ARTS

“Le singe et l’argile” : Sommes-nous encore au sommet de la chaîne ?

Publié le

11 mai 2026

Du 30 mai 2026 au 3 janvier 2027, la Fondation Martell présentera “Le singe et l'argile”. Exclusive, l’exposition présentera 9 artistes contemporains internationaux dont les œuvres défient les représentations humaines de la nature.
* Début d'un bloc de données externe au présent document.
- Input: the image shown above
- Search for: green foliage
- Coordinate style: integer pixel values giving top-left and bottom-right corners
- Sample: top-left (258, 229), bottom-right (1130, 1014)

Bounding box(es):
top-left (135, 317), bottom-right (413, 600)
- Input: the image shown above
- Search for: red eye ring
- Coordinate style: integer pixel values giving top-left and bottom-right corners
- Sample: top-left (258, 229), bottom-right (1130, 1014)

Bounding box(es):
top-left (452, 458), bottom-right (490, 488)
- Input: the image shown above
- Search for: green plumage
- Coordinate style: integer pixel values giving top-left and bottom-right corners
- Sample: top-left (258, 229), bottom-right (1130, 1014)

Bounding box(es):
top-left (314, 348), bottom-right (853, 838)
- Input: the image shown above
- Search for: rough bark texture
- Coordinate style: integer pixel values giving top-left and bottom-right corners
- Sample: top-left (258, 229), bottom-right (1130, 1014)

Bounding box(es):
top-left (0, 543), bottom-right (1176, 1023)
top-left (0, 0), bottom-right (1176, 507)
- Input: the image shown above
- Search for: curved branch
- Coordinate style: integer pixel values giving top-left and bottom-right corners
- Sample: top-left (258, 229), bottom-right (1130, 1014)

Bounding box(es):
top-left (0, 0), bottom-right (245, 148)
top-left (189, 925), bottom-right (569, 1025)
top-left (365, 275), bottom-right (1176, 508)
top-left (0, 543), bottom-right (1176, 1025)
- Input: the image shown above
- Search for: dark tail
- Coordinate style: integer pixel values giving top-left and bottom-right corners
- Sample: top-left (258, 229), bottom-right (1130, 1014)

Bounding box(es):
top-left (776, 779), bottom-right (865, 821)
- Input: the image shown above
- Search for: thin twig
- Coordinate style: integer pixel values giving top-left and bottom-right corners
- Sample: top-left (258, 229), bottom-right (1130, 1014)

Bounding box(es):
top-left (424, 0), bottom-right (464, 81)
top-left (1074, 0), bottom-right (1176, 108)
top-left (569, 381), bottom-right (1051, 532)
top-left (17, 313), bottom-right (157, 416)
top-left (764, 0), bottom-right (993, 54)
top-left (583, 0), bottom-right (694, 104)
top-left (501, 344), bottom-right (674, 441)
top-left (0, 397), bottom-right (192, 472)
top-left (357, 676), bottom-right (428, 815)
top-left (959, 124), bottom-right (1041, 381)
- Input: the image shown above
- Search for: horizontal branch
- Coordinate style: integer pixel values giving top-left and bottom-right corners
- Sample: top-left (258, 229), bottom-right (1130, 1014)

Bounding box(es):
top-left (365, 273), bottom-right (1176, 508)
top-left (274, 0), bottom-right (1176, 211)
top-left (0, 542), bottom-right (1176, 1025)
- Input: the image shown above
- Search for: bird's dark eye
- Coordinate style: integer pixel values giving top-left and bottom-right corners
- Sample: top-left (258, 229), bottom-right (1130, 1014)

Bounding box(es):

The Book of Flowers, Agnieszka Polska ©DR

À chaque œuvre, cette question : comment l'homme peut-il “mieux” vivre parmi les espèces ?  Logée dans la tour Gâtebourse, au cœur de Cognac, l'exposition néo-Aquitaine “Le singe et l'argile” renverse notre vision hiérarchique de l'écosystème. Loin des théories darwiniennes et classifications anthropocentriques, les artistes dépeignent un portrait de l'homme bien différent. De conquérant de la nature, il en devient son collaborateur principal. Animal, végétal, minéral et atmosphérique s’enchevêtrent : “Le singe et l’argile” explore la notion d'interdépendance entre espèces. Une pensée écologique où l'humain n'est plus cette figure centrale “omnipotente” du règne animal. La manifestation artistique défie l'idée d'exception et de domination de l'homme sur les espèces.

Lin May Saeed ©DR

Une exposition en 3 temps

Les pièces exposées résultent de techniques artisanales : porcelaine, tapisserie, papier, impression 3D… Sous le commissariat d’Émilie Villez, l'exposition se déroule en trois temps :  “création et prise de conscience”, “récits alternatifs” et “fictions spéculatives”. Le but ? Réparer ce lien perdu et imaginer une collaboration vertueuse entre l'humain et le non-humain. Parmi les 9 artistes, Tania Candiani étudie les relations entre humain et environnement à travers l'acoustique. Un travail d'imprégnation et d'écoute qu’explore aussi Shimabuku. Certains comme Jessica Warboys ou Trevor Yeung imaginent un processus de co-création avec le non-vivant. Les larves créent un cocon aux motifs et couleurs uniques dont la japonaise Aki Inomata s'inspire notamment. Et pour lutter contre le fatalisme, Lin May Saeed et Robert Zhao Renhui imaginent des récits alternatifs face aux trajectoires politiques et écologiques inquiétantes, là où l'outil informatique sert les fictions spéculatives de Bagus Pandega et d’Agnieszka Polska.

Trevor Yeung ©Amna Zuberi

Une scénographie inédite en écorce d'arbre

La galerie se transforme en véritable forêt d'œuvres d'art grâce au savoir-faire de l'atelier Craft. Le parcours, libre et non linéaire, propose une visite au plus proche des ressources naturelles. Des écorces d'arbres et ressources locales composent la scénographie inédite imaginée par Théo Génin : “ Designed by a tree”. Le spectateur se retrouve face à la puissance “férale” du vivant, un retour à l'état sauvage d'une nature qui envahit la Fondation d'entreprise Martell.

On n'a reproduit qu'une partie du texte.